Internet-Drafts are working documents of the Internet Engineering
Task Force (IETF). Note that other groups may also distribute
working documents as Internet-Drafts. The list of current Internet-
Drafts is at https://datatracker.ietf.org/drafts/current/.
Internet-Drafts are draft documents valid for a maximum of six months
and may be updated, replaced, or obsoleted by other documents at any
time. It is inappropriate to use Internet-Drafts as reference
material or to cite them other than as "work in progress."
This Internet-Draft will expire on 16 August 2020.
Copyright Notice
Copyright (c) 2020 IETF Trust and the persons identified as the
document authors. All rights reserved.
This document is subject to BCP 78 and the IETF Trust's Legal
Provisions Relating to IETF Documents (https://trustee.ietf.org/
license-info) in effect on the date of publication of this document.

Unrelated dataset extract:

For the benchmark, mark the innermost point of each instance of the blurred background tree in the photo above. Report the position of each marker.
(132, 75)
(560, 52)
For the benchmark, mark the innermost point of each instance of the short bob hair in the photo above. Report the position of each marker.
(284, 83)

Please review these documents carefully, as they describe your rights
and restrictions with respect to this document. Code Components
extracted from this document must include Simplified BSD License text
as described in Section 4.e of the Trust Legal Provisions and are
provided without warranty as described in the Simplified BSD License.

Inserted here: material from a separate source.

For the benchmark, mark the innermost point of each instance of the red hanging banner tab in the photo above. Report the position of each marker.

Holland, et al. Expires 16 August 2020 [Page 1]
Internet-Draft Media Streaming Ops February 2020
Table of Contents
1. Introduction . . . . . . . . . . . . . . . . . . . . . . . . 2
1.1. Venues for Contribution and Discussion . . . . . . . . . 3
2. Bandwidth Provisioning . . . . . . . . . . . . . . . . . . . 3
2.1. Scaling Requirements for Media Delivery . . . . . . . . . 3
2.1.1. Video Bitrates . . . . . . . . . . . . . . . . . . . 3
2.1.2. Virtual Reality Bitrates . . . . . . . . . . . . . . 4
2.2. Path Requirements . . . . . . . . . . . . . . . . . . . . 4
2.3. Caching Systems . . . . . . . . . . . . . . . . . . . . . 5
2.4. Predictable Usage Profiles . . . . . . . . . . . . . . . 5
2.5. Unpredictable Usage Profiles . . . . . . . . . . . . . . 5
3. Adaptive Bitrate . . . . . . . . . . . . . . . . . . . . . . 6
3.1. Overview . . . . . . . . . . . . . . . . . . . . . . . . 6
3.2. Segmented Delivery . . . . . . . . . . . . . . . . . . . 7
3.2.1. Idle Time between Segments . . . . . . . . . . . . . 7
3.2.2. Head-of-Line Blocking . . . . . . . . . . . . . . . . 7
3.3. Unreliable Transport . . . . . . . . . . . . . . . . . . 8
4. Doc History and Side Notes . . . . . . . . . . . . . . . . . 8
5. IANA Considerations . . . . . . . . . . . . . . . . . . . . . 9
6. Security Considerations . . . . . . . . . . . . . . . . . . . 9
7. Acknowledgements . . . . . . . . . . . . . . . . . . . . . . 9
8. Informative References . . . . . . . . . . . . . . . . . . . 9
Authors' Addresses . . . . . . . . . . . . . . . . . . . . . . . 10
1. Introduction
As the internet has grown, an increasingly large share of the traffic
delivered to end users has become video. Estimates put the total
share of internet video traffic at 75% in 2019, expected to grow to
82% by 2022. What's more, this estimate projects the gross volume of
video traffic will more than double during this time, based on a
compound annual growth rate continuing at 34% (from Appendix D of
[CVNI]).
In many contexts, video traffic can be handled transparently as
generic application-level traffic. However, as the volume of video
traffic continues to grow, it's becoming increasingly important to
consider the effects of network design decisions on application-level
performance, with considerations for the impact on video delivery.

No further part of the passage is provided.